Ouça abaixo um trecho da entrevista de Joubert de Carvalho sobre a cidade de Maringá e a composição "A Cidade que Virou Canção". .Ele conta como a nova música foi encomendada pelo então prefeito Adriano Valente. (Programa Ensaio, TV Cultura)



Maringá nasceu de um aceno de adeus 
(Publicado em 10 de Maio de 2002 em O Diário do Norte do Paraná)
A canção que emprestou seu nome ao município, foi inspirada num fato ocorrido em Pombal, na Paraíba, a mais nova cidade-irmã de Maringá
Marcelo Bulgarelli
Equipe O DIÁRIO
Cidade de Pombal, Paraíba, década de 20. Uma família de retirantes arruma seus poucos pertences em um pau de arara. Um jovem casal se despede. Ela, bonita, deixaria a cidade junto com a miserável família para tentar uma vida melhor em São Paulo.Era a família de Maria. Da cabocla Maria do Ingá. Ele, um jovem mais triste ainda. Sem dinheiro, não tinha condições de embarcar no caminhão. Todas as economias daquela família eram mínimas para a longa viagem. Não haveria espaço para mais um corpo franzino. E muito menos para mais uma boca.
O pau de arara parte, deixando no ar o último toque de mãos entre Maria e o namorado. Ele corre atrás do caminhão, armazenando todo o fôlego possível até desistir, em meio a poeira. Não há registros sobre  o nome do caboclo que ficou. João Sem Ninguém? Talvez.
No bar próximo, um grupo de amigos assistia a cena. Comovidos, chegaram a recolher moedas perdidas nos bolsos, mas poucos réis não seriam suficientes para cobrir os gastos da viagem ou para conformar os corações daqueles jovens separados pela miséria.
Eles conheciam Maria. Ela morava numa região conhecida como Ingá, nas margens do rio Piranhas. Daí o seu nome. Moça prendada, desde os 12 anos já preparava pratos típicos. Com um sorriso encantador, era a alegria da centenária cidade paraibana até o dia do adeus parado no tempo.
JOUBERT DE CARVALHO
Rio de Janeiro, capital da República, 1930. Joubert Gontijo de Carvalho era um mineiro de Uberaba recém-formado em Medicina na capital federal e apaixonado por música e versos. O pai, Tobias de Carvalho, sempre o aconselhou a ficar afastado dos pianos e violões. Na aristocrática família Carvalho só eram permitidos médicos ou advogados.
Joubert passava por um momento difícil. Recém-formado em medicina, lhe assustava o fato de gostar mais do piano do que do bisturi. Porém, nunca foi um boêmio. Apesar de ter estudado medicina a pedido do pai, sempre se destacou como um aluno exemplar. Ao contrário de Noel Rosa, boêmio inveterado. Esse já havia tomado o rumo da boemia ao abandonar precocemente o curso de medicina.
UM EMPREGO
Mas Joubert não podia se dar a esse luxo. A sombra paterna parecia segurar a sua mão antes de ameaçar qualquer nota no violão. Necessitava de um emprego seguro. E foi em um anúncio de jornal que descobriu a existência de uma vaga para médico no Ministério de Viação e Obras Públicas.
Na época não existiam concursos públicos. Joubert recorreu, então, ao amigo, poeta e político Rui Carneiro, chefe de gabinete do ministro da viação, José Américo de Almeida.

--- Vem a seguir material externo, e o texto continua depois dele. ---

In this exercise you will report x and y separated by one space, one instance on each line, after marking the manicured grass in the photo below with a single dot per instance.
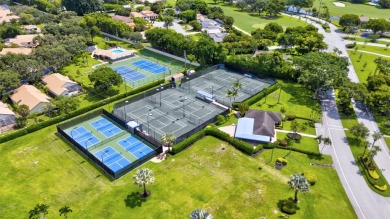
358 151
251 21
305 143
367 59
295 99
387 140
359 39
41 168
358 9
374 49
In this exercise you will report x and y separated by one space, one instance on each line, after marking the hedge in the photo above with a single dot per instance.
238 144
189 141
61 118
252 100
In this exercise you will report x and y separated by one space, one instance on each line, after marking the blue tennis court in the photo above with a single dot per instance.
83 137
135 146
112 159
129 74
106 127
150 66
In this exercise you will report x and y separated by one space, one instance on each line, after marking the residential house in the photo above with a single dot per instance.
7 117
127 20
6 15
23 51
147 15
30 96
31 29
258 126
60 85
23 41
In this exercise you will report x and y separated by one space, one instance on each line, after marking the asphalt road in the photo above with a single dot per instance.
367 204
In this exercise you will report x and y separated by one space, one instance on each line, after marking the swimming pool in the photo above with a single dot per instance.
117 51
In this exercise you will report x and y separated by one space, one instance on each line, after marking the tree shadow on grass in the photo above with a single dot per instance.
134 200
315 157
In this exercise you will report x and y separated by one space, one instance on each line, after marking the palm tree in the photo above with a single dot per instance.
65 211
299 183
168 139
229 94
200 214
325 140
141 178
376 136
234 93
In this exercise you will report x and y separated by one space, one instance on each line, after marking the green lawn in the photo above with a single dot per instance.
306 143
367 59
41 168
387 140
374 49
359 39
295 98
359 9
251 21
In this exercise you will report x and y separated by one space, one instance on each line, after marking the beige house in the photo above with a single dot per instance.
23 51
60 85
7 117
22 41
31 29
147 15
30 96
6 15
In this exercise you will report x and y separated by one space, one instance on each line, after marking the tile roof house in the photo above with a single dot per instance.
31 28
147 15
127 20
22 41
23 51
30 96
60 85
7 117
258 125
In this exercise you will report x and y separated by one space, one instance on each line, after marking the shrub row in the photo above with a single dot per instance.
238 144
189 141
379 184
260 95
61 118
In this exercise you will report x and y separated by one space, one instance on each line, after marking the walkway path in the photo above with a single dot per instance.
370 53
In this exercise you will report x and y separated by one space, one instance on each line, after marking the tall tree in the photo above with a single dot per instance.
168 139
143 177
168 21
360 132
349 20
82 6
200 214
299 183
274 7
64 211
321 71
104 79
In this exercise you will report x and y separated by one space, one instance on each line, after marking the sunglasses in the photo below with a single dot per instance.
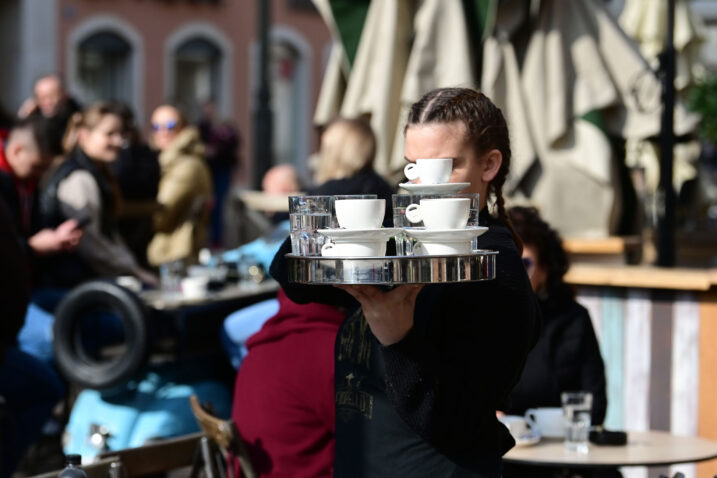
169 126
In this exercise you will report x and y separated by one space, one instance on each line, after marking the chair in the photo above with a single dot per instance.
155 457
224 435
103 468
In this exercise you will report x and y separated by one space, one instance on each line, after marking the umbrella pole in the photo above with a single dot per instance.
262 115
666 193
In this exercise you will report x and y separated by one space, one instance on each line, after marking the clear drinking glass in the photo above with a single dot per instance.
404 244
474 212
576 412
307 214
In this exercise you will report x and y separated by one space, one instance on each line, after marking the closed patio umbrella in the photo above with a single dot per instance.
565 74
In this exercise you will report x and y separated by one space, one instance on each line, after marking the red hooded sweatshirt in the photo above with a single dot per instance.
284 392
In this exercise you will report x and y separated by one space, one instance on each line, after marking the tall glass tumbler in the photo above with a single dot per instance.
473 219
307 214
404 244
577 407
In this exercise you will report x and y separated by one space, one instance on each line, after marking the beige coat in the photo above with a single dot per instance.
185 199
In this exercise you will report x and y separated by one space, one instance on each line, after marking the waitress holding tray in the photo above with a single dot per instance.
422 369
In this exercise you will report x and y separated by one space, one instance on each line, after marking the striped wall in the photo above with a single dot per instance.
660 353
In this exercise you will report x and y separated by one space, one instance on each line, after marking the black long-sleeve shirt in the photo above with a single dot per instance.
426 405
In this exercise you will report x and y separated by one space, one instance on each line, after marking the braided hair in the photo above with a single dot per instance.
486 129
548 245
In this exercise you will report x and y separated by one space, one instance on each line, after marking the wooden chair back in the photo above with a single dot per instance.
225 435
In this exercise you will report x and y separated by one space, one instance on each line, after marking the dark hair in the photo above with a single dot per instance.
6 119
40 128
487 130
548 245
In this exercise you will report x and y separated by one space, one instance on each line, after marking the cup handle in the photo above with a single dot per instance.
530 420
326 249
411 171
413 213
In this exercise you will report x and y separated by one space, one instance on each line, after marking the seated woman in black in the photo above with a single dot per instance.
567 356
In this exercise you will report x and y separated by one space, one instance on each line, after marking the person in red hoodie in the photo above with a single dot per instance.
284 392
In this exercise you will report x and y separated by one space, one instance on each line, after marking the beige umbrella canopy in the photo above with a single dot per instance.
580 81
646 22
406 48
564 73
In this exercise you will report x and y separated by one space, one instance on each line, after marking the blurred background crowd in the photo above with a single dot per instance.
136 133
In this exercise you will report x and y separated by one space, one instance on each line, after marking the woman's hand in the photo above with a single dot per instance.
389 314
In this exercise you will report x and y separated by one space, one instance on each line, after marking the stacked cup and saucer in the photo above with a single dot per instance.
436 219
358 233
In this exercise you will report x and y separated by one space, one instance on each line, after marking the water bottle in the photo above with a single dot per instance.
72 467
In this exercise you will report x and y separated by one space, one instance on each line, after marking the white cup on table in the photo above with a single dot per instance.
443 213
360 213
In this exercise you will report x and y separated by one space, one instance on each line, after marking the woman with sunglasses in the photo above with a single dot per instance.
421 370
567 356
185 189
83 188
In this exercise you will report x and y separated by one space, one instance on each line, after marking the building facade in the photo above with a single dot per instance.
145 52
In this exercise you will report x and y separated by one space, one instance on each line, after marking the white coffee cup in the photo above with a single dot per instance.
423 248
195 287
130 282
443 213
430 170
360 213
354 249
516 425
547 421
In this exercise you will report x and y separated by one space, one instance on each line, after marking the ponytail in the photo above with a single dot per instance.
486 129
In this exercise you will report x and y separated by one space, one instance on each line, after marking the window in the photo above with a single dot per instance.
286 95
197 65
104 68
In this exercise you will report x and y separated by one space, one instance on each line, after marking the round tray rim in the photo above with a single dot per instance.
393 270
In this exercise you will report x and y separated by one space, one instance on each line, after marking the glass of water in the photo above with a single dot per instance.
473 219
576 412
404 244
307 214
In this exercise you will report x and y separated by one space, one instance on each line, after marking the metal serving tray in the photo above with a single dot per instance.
389 270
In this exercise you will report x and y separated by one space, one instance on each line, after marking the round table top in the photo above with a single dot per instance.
652 448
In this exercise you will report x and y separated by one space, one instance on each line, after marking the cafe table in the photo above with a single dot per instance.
650 448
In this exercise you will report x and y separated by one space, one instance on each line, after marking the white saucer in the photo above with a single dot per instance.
354 235
445 235
528 440
444 188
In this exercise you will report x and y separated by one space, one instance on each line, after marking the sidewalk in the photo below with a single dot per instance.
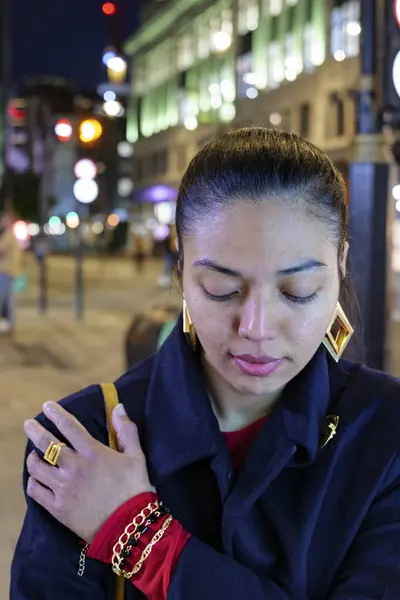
51 357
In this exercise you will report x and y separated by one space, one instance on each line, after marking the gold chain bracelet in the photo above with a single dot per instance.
129 532
147 551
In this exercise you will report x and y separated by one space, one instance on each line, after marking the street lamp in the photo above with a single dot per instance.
63 130
117 68
90 131
113 108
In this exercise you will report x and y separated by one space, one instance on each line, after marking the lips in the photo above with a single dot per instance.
255 360
256 366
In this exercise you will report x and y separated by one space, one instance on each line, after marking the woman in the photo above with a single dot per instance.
280 467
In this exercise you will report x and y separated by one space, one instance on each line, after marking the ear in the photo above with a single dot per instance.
343 260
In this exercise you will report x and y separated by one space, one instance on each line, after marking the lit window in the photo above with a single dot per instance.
243 69
248 16
203 45
275 64
185 51
291 62
308 47
275 7
345 30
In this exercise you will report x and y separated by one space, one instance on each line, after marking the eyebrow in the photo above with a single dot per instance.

- Joubert, vá você mesmo lá e peça, disse Rui.


- Mas eu não tenho jeito pra essas coisas.


- Por que você não faz uma canção falando dessa seca no Nordeste? Ele está fazendo açudes por lá, faça uma canção.


- Onde é que José Américo nasceu?


- Em Areias.


- Areias está meio ruim. E você, onde nasceu?


- Em Pombal.


- Pombal, Pombal, Pombal... Está ótimo... “Antigamente uma alegria sem igual dominava aquela gente da cidade de Pombal... mas veio a seca toda chuva foi-se embora, só restando então as águas dos meus óios quando chora...”
A canção surgiu ali, na sala de espera do gabinete. Joubert também queria saber de uma cidade do Nordeste em que a seca foi tremenda. Rui citou várias, inclusive Maria do Ingá, interior da Paraíba, distante 87 quilômetros de João Pessoa.
Independente da música, o médico garantiu a vaga no Ministério, conseguiu satisfazer a vontade do pai e ao mesmo tempo pôde se dedicar à música. Joubert chegou a ser nomeado para o cargo de médico do Instituto dos Marítimos, onde fez carreira.
A homenagem, porém, ficaria para o amigo Rui, ilustre filho da cidade de Pombal, também na Paraíba. Foi ele mesmo que teria contado para Joubert, durante uma conversa em um bar no centro do Rio, a triste história de uma cabocla chamada Maria do Ingá.
SERÁ LENDA?
Joubert ficou emocionado com o relato sobre a família de retirantes e do desespero do namorado de Maria, deixado em Pombal. Mas seria tudo aquilo verdade ou lenda? Rui, então, revelou. Ele era um dos rapazes que estava no bar, uma das testemunhas do adeus. Provavelmente, foi o próprio amigo de Joubert quem batizou a triste moça de Maria do Ingá, também inspirado na lenda de uma cabocla conhecida com este nome, vítima da terrível seca em 1877. Convencido, Joubert partiu para o escritório a fim de terminar a composição.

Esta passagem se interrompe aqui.